DEVIL MAY CRY 5

17/03/19 par  |  publié dans : A la une, Jeux Vidéo, Médias | Tags : , , , , , , , ,

A la mode dans les années 1990, les Beat’em all se font plus rares et peu d’entre eux arrivent à allier l’aspect technique au côté spectaculaire sans devenir répétitif à moyen terme. « Bayonetta » réussit ce tour de force. « Devil May Cry » aussi et ce nouveau volet canonique permet à Capcom de frapper un grand coup et de s’imposer, dans la foulée de son excellent remake de « Resident Evil 2 », comme l’éditeur majeur de ce premier trimestre 2019.

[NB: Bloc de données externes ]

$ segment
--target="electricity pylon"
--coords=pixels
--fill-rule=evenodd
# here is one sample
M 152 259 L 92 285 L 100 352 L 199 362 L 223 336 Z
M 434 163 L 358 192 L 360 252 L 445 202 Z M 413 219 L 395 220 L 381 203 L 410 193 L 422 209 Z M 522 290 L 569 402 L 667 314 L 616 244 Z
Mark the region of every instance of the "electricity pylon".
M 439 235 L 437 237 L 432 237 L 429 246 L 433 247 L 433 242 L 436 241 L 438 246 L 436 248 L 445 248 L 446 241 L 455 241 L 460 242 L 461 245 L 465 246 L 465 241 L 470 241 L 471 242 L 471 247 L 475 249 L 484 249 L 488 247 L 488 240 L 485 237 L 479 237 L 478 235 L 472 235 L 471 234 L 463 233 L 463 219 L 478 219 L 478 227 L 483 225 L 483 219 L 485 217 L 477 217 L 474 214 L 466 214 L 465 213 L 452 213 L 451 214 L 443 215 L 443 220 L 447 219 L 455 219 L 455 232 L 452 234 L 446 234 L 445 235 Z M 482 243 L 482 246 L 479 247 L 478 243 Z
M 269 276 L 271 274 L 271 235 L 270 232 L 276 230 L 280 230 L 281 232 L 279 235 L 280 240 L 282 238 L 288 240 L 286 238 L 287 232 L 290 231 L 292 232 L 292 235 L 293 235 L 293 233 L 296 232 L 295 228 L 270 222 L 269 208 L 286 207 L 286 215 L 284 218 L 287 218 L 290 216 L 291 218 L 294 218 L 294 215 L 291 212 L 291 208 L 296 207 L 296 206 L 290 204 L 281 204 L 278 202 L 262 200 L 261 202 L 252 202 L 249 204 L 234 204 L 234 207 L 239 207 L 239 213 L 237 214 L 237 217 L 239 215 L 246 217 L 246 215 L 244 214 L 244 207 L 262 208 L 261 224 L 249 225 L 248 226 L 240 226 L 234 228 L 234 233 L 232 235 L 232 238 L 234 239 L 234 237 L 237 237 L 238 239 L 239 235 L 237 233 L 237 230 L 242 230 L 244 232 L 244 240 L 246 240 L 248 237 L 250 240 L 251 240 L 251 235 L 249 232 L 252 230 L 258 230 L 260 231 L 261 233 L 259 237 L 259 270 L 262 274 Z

Pour ne pas spoiler, on passera sur l’histoire. Pour ceux qui prennent le train en route, un récapitulatif des précédents épisodes est à disposition sur le menu … On signalera juste que le script de cet opus 5 s’articule beaucoup sur le Qlipoth, un arbre géant qui fait pousser ses racines où bon lui semble en générant de dangereuses bestioles, design aussi viscéral que soigné. Autre point important, l’aventure découpée en une vingtaine de chapitres est non linéaire et vous invite à contrôler non pas un, mais trois personnages, au gameplay distinct. Souvent, le choix est imposé mais parfois non, pour vous permettre de choisir votre préféré.

Premier de cordée, Nero, le nouveau chasseur de démons possède un flingue et une épée, le rendant capable d’attaquer à distance (mais avec une puissance réduite) ou d’enchaîner les combos au corps à corps. Sympa mais classique. L’idée de génie consiste à l’intégration des Devil Breakers. Amputé d’une main, le jeunot peut ramasser ou acheter (avec des ressources glanées in game) ces armes surpuissantes qui au choix altèreront le temps, doperont sa force ou briseront des gardes ennemis. Seul problème, ces atouts sont fragiles et se faire contrer pendant leur utilisation les casse immédiatement. A vous d’en faire bon usage !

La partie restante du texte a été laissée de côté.